The proof-of-principle is promising, but the authors could strengthen the impact by outlining next steps, such as scaling to larger animal models, combining with checkpoint inhibitors, or applying the platform to other potent cytokines or immunostimulatory agents.

 

Response 2.6

We have now added some of these next steps to the discussion. [Discussion section, paragraph 6]

 

 

Reviewer 3 Report

Comments and Suggestions for Authors

This manuscript details the development of a bio-orthogonal masking approach that allows for the use of IL12 to target cancer cells. IL12 is not useful as a tumor treatment due to associated toxicity, but this may be overcome by targeting the protein to the desired tumor cell. The authors explore several approaches where the IL12 is masked by PEG chains linked to the protein through a carbamate linker that can be cleaved by a click reaction with a tetrazine. After some optimization, it appears this approach may be workable, and some significant results are presented that show that the system may be useful and deserves further study. Overall the manuscript is well written, but I did find a couple of minor issues that I think could be addressed before publication, including the following:

-Page 2, paragraph 2, "Masked cytokines have been developed designed to be activated..." shouldn’t it be developed or designed, one or the other?

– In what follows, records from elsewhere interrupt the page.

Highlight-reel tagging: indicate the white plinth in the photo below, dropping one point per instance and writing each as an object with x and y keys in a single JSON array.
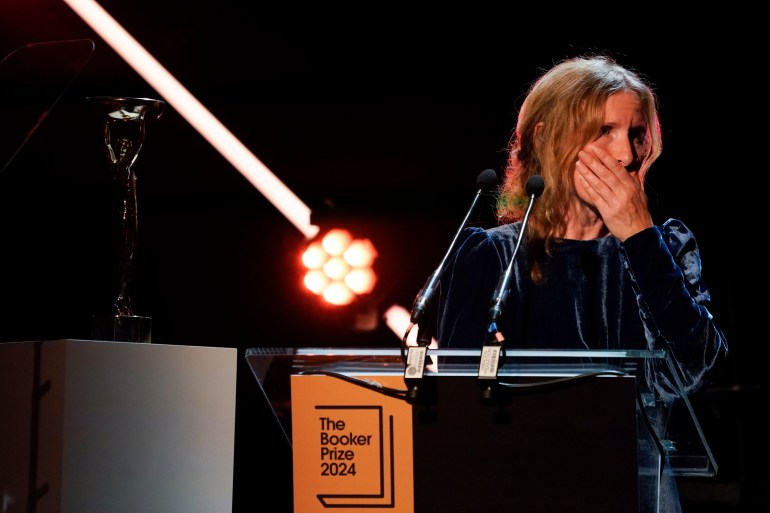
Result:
[{"x": 95, "y": 427}]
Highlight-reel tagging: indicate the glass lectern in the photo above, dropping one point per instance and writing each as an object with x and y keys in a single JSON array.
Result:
[{"x": 560, "y": 431}]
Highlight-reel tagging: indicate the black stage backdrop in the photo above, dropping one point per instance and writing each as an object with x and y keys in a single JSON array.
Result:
[{"x": 380, "y": 120}]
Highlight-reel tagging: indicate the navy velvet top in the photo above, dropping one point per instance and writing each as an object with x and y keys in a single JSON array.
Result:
[{"x": 644, "y": 293}]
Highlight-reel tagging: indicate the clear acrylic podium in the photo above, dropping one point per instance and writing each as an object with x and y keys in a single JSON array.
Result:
[{"x": 561, "y": 431}]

-Figure 2D is very small and therefore difficult to read, perhaps it could be reworked to be larger and more legible?

Author Response

Reviewer 3

Comment 3.1

Page 2, paragraph 2, "Masked cytokines have been developed designed to be activated..." shouldn’t it be developed or designed, one or the other?

 

Response 3.1

We thank the reviewer for spotting this; we have corrected the typo.

 

Comment 3.2

Figure 2D is very small and therefore difficult to read, perhaps it could be reworked to be larger and more legible?

 

Response 3.2

We have now enlarged the figure and increased the font size.